According to the above analysis, the security of the router cannot be ignored. From the perspective of the entire network, the security risk is not a problem of a certain device. The overall security coordination is the most important. Only when we know ourselves and know ourselves can we win a hundred battles.
Attack and Defense notes
Use smart ABC to close the program
Smart ABC is a very popular Pinyin input method. It is installed by default in all Windows systems, so that you can follow the tips we have introduced. Enter V, forward (up arrow key), Delete, and space in the smart ABC input method, and then crash together with the media program you entered. For example, if you enter WPS, the system will crash and exit with the WPS and input method. Although we usually think it is useless, in some places, such as Internet cafes, we can use this method to deal with Internet cafe billing programs or management programs. This method can deal with all Internet cafe billing procedures. Currently, this vulnerability can be avoided only by deleting the smart ABC input method, instead of using other Chinese input methods such as Ziguang.

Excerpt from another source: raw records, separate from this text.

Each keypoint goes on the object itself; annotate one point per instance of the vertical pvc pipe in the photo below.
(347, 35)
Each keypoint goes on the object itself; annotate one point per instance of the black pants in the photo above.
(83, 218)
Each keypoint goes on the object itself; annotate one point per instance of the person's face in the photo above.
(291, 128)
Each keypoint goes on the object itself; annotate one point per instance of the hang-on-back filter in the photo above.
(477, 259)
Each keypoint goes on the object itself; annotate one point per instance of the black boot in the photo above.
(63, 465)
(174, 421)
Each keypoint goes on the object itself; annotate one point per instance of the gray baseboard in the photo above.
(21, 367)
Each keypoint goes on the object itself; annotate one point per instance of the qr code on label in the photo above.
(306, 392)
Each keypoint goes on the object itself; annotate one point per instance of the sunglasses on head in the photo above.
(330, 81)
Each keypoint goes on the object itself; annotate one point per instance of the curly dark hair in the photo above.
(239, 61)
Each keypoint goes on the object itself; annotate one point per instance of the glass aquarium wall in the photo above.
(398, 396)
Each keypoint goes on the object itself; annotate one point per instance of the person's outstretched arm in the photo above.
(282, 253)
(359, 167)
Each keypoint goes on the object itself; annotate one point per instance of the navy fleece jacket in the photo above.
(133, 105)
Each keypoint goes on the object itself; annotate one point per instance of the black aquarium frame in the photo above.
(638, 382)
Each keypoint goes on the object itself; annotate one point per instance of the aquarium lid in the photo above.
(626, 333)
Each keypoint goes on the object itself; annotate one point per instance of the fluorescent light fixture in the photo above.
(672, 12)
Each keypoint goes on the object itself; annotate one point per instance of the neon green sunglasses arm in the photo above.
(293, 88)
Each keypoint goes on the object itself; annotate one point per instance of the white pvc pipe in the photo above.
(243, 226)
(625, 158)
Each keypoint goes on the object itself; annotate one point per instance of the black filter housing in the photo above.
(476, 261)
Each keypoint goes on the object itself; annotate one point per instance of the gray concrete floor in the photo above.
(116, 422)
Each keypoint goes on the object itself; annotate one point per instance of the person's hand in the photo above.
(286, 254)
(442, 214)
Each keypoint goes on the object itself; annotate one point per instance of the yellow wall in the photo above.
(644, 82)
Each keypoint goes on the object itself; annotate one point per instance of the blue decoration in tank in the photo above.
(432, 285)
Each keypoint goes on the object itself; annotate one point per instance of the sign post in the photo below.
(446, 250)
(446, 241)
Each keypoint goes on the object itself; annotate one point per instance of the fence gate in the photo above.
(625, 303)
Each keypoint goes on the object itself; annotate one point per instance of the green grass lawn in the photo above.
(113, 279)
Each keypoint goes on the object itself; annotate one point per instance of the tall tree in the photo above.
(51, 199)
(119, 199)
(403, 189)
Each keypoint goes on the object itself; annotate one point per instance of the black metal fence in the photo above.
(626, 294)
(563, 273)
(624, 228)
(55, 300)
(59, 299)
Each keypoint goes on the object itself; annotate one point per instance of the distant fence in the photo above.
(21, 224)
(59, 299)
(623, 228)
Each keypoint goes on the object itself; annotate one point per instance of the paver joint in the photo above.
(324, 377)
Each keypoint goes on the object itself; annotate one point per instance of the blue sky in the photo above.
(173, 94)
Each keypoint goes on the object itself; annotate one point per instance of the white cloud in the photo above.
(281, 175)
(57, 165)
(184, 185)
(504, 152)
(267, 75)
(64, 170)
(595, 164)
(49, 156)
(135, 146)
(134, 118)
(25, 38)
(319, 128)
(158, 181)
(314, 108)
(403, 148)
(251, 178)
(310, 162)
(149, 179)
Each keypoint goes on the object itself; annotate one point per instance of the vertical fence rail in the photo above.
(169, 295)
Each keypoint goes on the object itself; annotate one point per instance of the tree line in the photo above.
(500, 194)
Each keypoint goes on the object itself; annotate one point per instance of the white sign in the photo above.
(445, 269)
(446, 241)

Prevent Office folders from malicious programs
Using Office folders to bring malicious programs is a popular method recently. This method is highly concealed and generally won't attract users' attention. Hackers add malicious programs to the end of the Office file, and then use VBA to write a piece of macro code, as long as the user runs the Office file, macro will automatically read and save the executable file at the end of the file, and then run it.
In fact, to successfully use this method to plant malicious programs, we also need to meet the following conditions, that is, the "Level" value in HKEY_CURRENT_USER \ Software \ Microsoft \ Office \ 11.0 \ Word \ Stationery must be 1 or 2. Because when the "Level" key value is 3, it indicates high security. In this case, Word rejects execution of any macros; as long as we set the "Level" key value to 3, it can play a preventive role.